The shake-up was a “direct result of actions by staff on the behalf of the community we serve,” the group’s board of directors said in a statement.
“We acknowledge community members have been advocating for improvements in YCA’s safe space protocols going back as far as 2014,” the statement continued.
Demetrius Amparan, an alum of the group, will serve as interim executive director. Previously, he was manager of donor relations and director of publications and communication.
Founded nearly three decades ago, Young Chicago Authors seeks to promote creative writing among teens and young adults.
The shake-up comes one day after Button Poetry founder and president Sam Van Cook issued a statement, contending Coval didn’t take accusations of sexual assault seriously.

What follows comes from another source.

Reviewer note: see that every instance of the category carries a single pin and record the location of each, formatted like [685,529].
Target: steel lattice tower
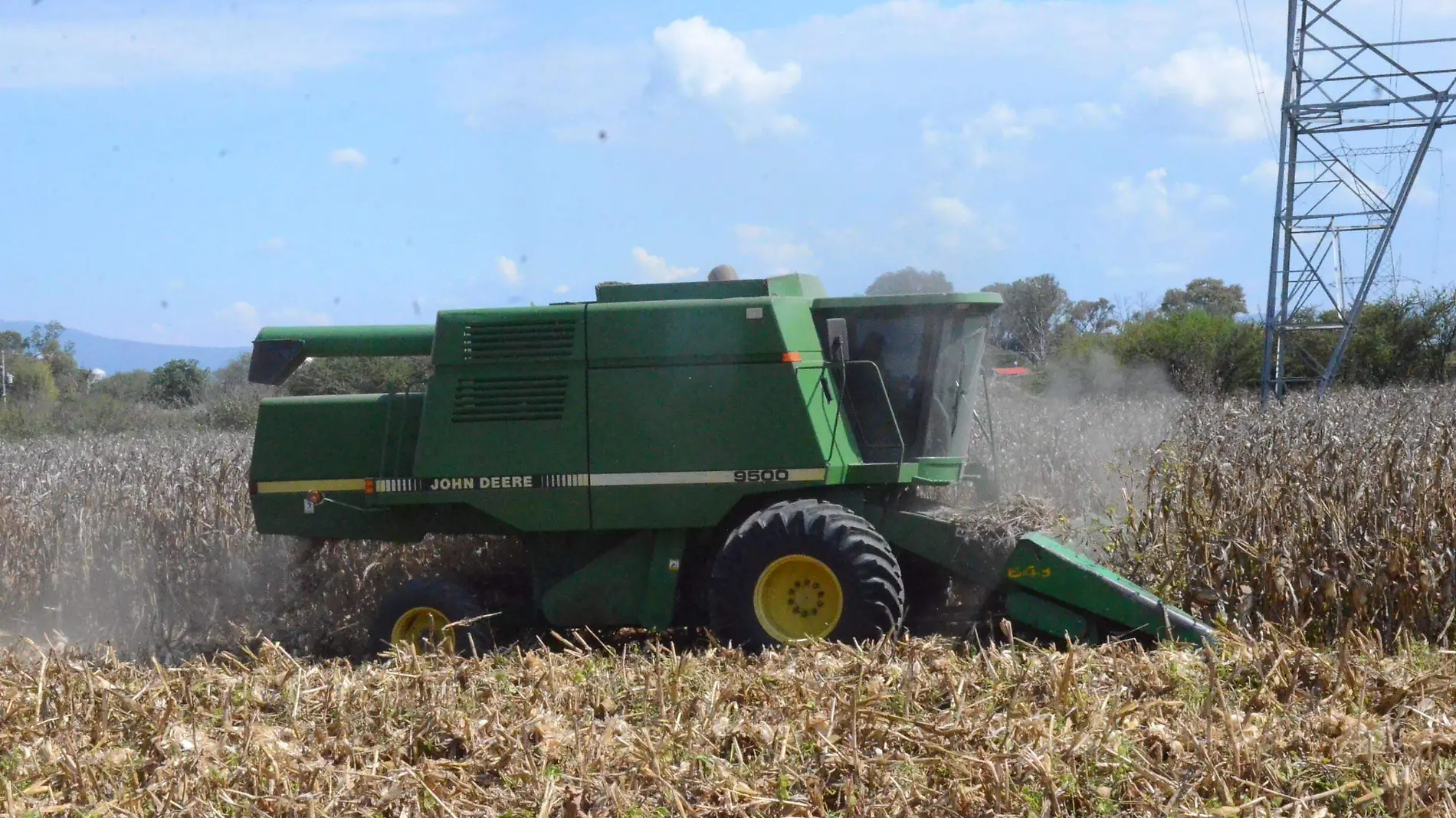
[1343,179]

Van Cook said he informed Coval during a 2015 meeting that several college students alleged they had been sexually assaulted by a Young Chicago Authors mentor. Van Cook said Coval allegedly showed “disinterest in the allegations and was dismissive of the issue, the specifics and the risk to his own students” during their encounter.
“I believe that Kevin Coval’s leadership at YCA is a clear and present danger to the thousands of young people served through YCA and Louder Than a Bomb,” Van Cook said in a statement.
Louder Than a Bomb is a youth poetry festival that Young Chicago Authors has held for more than 20 years.
Attempts by the Sun-Times to reach Coval and Hunter for comment Thursday were unsuccessful.
Other members of the poetry community have demanded accountability from Young Chicago Authors leadership, whom some say swept sexual assault allegations under the rug.
In a video on Instagram, Amparan acknowledged the individuals who came forward and shared their experiences at Young Chicago Authors, which sends professional writers into Chicago schools to teach and talk about writing.
“Your voices are heard, clearly, and I want to respectfully say my heart is with you,” the interim executive director said. “Since I can remember, YCA has been a platform for people who have felt unseen and unheard. The moment we begin to not listen to these stories, is the moment we become a direct disservice to our mission.”
In light of recent events, Ana Wright, the organization’s director of programing, said all programs have been paused as the staff creates a “90-day safe space plan” intended to “reverse the culture of silence that previous leadership decisions cultivated.
“We realize that we have to reestablish your trust and we understand that we have a lot of difficult and meaningful work ahead of us,” Wright said on Instagram. “We are very energized and unified in our collective reimagining of YCA and we will continue to keep you updated on our goals, progress and initiatives as they become available. You are the focus of the work that we plan to continue to do.”
It’s unclear how or if this program suspension will affect Louder Than a Bomb, the five-week youth poetry festival founded by Coval in 2000. That event, widely considered the world’s largest youth slam, is scheduled to take place virtually, starting March 13.